The UK’s Renewable Transport Fuel Obligation provides the regulatory framework governing biodiesel use, establishing both incentives for adoption and guardrails to ensure genuine sustainability. The RTFO requires fuel suppliers to demonstrate that a certain percentage of their fuel comes from renewable sources, creating a market for biodiesel and other biofuels. Crucially, the scheme is not technology-neutral: it awards different levels of certificates based on both the carbon intensity of the fuel and the sustainability of its feedstock. Used cooking oil or waste fats receive higher support than crop-based biodiesel, reflecting policy preferences for the waste hierarchy. The RTFO also incorporates sustainability criteria that biodiesel must meet to qualify for support, including minimum lifecycle greenhouse gas savings thresholds of fifty per cent compared to fossil fuels, rising to sixty per cent for new production facilities. Additional requirements address land-use change, biodiversity, and social sustainability, attempting to ensure that UK biodiesel consumption does not simply export environmental or social problems to other countries. This regulatory framework reflects a maturing understanding that not all biodiesel is equally sustainable and that policy must actively steer the market towards the most beneficial outcomes.

Looking Ahead: Biodiesel’s Place in the Transition

Limitations and the Long View

Honesty about biodiesel’s role requires acknowledging its fundamental limitations as a long-term solution. Global sustainable feedstock availability constrains how much biodiesel can be produced without running into the same land-use and food-security concerns that plague first-generation biofuels. Even if all available waste cooking oil and animal fats were captured and converted to biodiesel, global production would satisfy only a small fraction of current diesel demand. This reality means biodiesel cannot be scaled to replace all fossil fuel use across all sectors, making it a transitional technology rather than an endpoint. The most valuable role for biodiesel is therefore in sectors where alternatives remain genuinely impractical, conserving limited sustainable feedstocks for applications that need them most. As battery technology improves and hydrogen or synthetic fuel production becomes more economically viable, some sectors currently relying on biodiesel may transition to these alternatives, ideally freeing biodiesel capacity for the hardest-to-decarbonise applications like aviation and shipping. This perspective positions biodiesel not as competing with electrification or hydrogen, but as complementing them by addressing different parts of the decarbonisation challenge.

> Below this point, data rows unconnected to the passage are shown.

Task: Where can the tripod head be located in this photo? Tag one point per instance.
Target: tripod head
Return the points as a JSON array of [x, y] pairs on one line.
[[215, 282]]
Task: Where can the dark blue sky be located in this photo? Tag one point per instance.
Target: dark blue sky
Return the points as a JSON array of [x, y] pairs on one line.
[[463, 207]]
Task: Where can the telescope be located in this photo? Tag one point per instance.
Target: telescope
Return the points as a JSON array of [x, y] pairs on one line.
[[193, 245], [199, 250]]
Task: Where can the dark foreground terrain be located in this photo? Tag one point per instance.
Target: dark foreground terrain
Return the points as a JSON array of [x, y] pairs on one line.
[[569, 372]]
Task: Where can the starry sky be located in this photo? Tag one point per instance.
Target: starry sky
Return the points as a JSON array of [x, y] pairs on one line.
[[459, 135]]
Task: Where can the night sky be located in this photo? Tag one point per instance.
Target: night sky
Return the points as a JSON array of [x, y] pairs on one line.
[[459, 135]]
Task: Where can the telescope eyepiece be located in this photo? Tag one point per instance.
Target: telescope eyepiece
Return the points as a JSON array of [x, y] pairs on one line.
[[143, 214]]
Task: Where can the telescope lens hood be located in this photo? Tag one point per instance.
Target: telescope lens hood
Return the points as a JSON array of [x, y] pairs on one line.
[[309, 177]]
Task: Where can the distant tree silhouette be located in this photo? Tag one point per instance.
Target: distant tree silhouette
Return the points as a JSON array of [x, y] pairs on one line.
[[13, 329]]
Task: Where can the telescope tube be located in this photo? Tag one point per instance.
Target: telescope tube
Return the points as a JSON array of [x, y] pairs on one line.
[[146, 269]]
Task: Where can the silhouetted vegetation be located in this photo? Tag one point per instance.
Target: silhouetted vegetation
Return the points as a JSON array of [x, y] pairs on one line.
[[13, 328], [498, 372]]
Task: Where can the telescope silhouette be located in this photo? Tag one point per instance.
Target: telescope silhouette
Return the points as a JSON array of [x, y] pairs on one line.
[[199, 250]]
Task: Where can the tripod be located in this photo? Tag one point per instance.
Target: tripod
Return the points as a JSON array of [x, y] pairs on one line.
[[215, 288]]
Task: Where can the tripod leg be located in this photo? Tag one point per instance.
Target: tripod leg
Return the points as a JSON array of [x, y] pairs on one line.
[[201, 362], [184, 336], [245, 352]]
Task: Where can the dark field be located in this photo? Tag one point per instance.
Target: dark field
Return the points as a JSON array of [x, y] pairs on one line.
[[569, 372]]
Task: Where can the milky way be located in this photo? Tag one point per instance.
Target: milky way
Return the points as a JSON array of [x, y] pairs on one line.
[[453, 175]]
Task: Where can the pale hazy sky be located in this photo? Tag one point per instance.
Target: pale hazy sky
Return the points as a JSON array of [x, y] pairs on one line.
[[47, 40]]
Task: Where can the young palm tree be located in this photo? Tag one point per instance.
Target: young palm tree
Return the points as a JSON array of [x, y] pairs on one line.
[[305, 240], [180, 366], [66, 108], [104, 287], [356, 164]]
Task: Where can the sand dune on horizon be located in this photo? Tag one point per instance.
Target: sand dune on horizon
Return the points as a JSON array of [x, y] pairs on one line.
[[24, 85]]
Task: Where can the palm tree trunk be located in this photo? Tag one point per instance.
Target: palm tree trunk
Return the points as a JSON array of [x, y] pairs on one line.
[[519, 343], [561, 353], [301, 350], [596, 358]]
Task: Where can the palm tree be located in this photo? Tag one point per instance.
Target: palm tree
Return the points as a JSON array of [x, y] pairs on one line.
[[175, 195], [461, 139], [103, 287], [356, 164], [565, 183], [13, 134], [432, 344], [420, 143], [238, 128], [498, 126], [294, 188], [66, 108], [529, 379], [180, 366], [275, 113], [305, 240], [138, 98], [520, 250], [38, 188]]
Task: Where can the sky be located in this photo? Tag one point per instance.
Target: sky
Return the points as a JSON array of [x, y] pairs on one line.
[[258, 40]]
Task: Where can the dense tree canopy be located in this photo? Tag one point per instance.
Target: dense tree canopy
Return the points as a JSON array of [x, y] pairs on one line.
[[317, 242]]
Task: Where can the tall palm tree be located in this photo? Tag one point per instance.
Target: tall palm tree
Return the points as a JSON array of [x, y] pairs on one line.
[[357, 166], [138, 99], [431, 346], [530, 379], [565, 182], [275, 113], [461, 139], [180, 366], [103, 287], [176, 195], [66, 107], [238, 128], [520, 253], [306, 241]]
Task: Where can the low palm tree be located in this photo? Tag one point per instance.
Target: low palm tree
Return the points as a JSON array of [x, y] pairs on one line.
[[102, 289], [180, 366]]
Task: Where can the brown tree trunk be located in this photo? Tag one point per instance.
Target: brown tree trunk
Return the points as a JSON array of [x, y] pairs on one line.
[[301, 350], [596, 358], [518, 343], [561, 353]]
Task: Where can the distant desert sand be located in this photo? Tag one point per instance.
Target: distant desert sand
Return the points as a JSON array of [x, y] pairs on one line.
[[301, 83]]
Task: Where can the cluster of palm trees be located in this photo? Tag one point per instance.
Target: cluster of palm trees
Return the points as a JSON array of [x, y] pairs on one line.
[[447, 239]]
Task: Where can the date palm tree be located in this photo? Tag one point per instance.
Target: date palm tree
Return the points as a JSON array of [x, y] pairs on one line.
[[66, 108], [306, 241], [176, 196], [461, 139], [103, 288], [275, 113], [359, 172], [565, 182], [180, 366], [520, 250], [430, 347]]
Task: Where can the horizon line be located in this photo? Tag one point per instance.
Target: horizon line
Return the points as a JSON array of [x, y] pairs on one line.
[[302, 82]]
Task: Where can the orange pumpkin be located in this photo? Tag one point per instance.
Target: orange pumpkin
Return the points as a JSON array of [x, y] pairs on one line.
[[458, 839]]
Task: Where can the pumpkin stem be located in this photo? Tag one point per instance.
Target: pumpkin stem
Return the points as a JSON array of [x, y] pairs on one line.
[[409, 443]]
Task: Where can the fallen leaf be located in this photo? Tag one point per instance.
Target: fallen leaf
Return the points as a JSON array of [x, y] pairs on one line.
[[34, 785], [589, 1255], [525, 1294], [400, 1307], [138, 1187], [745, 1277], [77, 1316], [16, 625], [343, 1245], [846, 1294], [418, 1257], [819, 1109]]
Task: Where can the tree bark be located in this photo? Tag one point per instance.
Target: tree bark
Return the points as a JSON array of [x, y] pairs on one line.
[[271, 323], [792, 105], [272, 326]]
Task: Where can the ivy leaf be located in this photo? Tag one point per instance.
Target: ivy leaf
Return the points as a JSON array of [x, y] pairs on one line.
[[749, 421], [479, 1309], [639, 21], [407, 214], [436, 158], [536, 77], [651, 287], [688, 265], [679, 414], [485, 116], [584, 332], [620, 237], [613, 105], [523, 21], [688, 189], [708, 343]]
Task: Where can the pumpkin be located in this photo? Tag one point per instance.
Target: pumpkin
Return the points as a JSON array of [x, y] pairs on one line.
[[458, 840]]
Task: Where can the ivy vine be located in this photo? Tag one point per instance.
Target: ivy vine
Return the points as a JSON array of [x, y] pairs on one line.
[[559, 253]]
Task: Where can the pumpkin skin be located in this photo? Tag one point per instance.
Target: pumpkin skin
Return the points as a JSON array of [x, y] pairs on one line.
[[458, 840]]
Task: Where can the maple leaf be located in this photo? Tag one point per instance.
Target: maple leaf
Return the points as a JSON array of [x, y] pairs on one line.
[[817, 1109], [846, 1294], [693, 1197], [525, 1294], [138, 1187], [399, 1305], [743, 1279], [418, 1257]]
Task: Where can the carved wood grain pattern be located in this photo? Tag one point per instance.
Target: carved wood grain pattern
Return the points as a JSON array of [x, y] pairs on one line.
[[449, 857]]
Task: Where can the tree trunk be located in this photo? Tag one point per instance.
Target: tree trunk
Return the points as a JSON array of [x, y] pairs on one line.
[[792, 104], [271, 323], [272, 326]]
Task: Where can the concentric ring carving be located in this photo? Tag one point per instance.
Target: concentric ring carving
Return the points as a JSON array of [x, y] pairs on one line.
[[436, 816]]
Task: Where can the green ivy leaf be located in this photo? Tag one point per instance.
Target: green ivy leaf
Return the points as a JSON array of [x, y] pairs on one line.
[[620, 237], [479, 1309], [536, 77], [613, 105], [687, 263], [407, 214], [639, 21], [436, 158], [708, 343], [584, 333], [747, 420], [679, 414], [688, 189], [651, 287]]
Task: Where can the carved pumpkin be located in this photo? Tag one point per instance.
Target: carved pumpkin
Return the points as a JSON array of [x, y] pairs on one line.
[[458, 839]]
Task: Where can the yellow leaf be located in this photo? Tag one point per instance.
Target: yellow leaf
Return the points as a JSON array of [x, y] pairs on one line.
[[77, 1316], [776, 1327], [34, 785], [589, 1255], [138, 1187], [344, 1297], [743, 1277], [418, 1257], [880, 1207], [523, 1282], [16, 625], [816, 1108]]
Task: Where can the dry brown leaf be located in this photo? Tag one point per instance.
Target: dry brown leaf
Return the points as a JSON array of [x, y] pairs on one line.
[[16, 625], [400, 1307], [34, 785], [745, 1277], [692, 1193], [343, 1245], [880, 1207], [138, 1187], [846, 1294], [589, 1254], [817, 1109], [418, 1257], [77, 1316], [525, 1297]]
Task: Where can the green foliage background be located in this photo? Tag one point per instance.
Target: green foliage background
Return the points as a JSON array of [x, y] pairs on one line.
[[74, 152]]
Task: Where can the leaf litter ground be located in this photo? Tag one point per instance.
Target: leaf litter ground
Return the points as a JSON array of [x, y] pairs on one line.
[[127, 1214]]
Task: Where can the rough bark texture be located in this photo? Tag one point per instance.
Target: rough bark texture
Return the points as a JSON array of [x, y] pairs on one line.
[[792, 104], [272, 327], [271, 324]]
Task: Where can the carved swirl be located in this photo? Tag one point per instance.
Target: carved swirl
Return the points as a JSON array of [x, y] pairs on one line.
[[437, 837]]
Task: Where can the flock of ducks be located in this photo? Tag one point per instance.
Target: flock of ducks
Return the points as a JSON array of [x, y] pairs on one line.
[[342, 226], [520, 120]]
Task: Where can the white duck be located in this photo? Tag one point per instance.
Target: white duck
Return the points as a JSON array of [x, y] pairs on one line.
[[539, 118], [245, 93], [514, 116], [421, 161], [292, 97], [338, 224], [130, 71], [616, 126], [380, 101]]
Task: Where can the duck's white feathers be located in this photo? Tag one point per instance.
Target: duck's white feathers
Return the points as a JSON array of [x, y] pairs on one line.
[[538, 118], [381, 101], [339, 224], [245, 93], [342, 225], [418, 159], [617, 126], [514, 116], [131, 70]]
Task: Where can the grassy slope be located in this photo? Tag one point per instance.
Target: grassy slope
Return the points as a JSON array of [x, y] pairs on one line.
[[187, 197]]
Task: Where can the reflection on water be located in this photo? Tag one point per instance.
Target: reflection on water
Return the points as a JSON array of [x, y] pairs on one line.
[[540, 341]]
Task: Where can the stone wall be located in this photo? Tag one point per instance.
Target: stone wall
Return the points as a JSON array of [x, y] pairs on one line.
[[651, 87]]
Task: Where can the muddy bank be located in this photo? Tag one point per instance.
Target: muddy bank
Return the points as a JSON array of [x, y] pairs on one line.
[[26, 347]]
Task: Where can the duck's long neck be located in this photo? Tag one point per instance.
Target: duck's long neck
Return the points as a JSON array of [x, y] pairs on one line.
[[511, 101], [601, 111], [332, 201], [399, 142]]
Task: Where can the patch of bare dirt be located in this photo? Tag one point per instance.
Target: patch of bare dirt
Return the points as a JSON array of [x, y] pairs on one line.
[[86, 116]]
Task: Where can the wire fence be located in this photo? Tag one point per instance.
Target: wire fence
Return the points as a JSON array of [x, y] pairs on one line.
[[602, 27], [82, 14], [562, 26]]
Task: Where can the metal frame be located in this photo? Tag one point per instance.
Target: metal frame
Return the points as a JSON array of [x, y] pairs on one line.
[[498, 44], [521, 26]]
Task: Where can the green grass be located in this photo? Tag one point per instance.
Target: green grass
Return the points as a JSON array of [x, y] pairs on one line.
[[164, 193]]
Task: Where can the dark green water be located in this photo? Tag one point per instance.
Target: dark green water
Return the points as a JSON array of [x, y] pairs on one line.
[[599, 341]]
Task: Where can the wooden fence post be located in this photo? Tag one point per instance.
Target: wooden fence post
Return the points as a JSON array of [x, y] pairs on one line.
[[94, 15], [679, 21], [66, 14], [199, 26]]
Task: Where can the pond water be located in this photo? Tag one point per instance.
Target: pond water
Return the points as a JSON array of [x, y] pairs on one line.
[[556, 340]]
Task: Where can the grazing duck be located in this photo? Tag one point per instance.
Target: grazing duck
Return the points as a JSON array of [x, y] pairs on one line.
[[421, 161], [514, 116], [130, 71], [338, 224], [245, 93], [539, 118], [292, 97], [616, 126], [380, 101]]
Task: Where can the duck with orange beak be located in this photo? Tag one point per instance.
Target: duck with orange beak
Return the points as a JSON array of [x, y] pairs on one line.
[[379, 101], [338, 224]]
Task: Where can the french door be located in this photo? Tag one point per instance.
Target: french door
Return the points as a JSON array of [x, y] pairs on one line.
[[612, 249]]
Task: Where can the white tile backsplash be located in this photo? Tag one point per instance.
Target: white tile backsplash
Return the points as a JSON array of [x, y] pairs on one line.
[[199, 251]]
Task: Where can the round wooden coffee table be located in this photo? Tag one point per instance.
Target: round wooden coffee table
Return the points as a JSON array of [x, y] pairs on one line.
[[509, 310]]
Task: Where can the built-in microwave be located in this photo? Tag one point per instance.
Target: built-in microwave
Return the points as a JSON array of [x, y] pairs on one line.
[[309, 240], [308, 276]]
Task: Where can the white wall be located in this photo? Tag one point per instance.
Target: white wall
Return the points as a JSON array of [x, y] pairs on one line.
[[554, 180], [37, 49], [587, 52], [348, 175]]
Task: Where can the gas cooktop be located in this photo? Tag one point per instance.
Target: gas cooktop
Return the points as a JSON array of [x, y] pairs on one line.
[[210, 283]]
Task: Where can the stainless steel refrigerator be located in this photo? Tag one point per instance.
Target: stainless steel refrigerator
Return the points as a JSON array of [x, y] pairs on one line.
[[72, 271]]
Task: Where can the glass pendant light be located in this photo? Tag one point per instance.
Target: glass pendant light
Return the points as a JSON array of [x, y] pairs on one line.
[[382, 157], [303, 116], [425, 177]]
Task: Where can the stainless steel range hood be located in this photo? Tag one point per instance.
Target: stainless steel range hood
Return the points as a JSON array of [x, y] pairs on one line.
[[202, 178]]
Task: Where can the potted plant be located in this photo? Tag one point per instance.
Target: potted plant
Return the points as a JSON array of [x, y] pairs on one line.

Integration with Broader Decarbonisation Strategies

The path to net zero will not follow a single technological pathway but will require deploying the right solution for each specific application. Biodiesel fits within this portfolio approach alongside electrification where batteries work well, hydrogen for high-temperature industrial processes and potentially long-haul transport, and synthetic fuels for applications requiring the highest energy density. The key is developing technology-neutral policies that assess solutions based on their genuine lifecycle emissions and practical viability rather than favouring particular technologies for ideological reasons. In some cases, hybrid approaches may prove optimal: hybrid-electric ships that use batteries for maneuvering in port but biodiesel for open-ocean cruising, or construction equipment that runs on batteries for local work but carries a biodiesel range extender for remote sites. The sophistication of our decarbonisation strategy should match the complexity of the energy system we are trying to transform. Biodiesel, used strategically in sectors where electrification remains impractical, represents an important tool in this broader effort, buying time for long-term solutions to mature whilst delivering real emissions reductions today. The challenge for policymakers and industry is ensuring this transitional technology is used wisely, directed towards its highest-value applications, and eventually superseded by even better solutions as they emerge.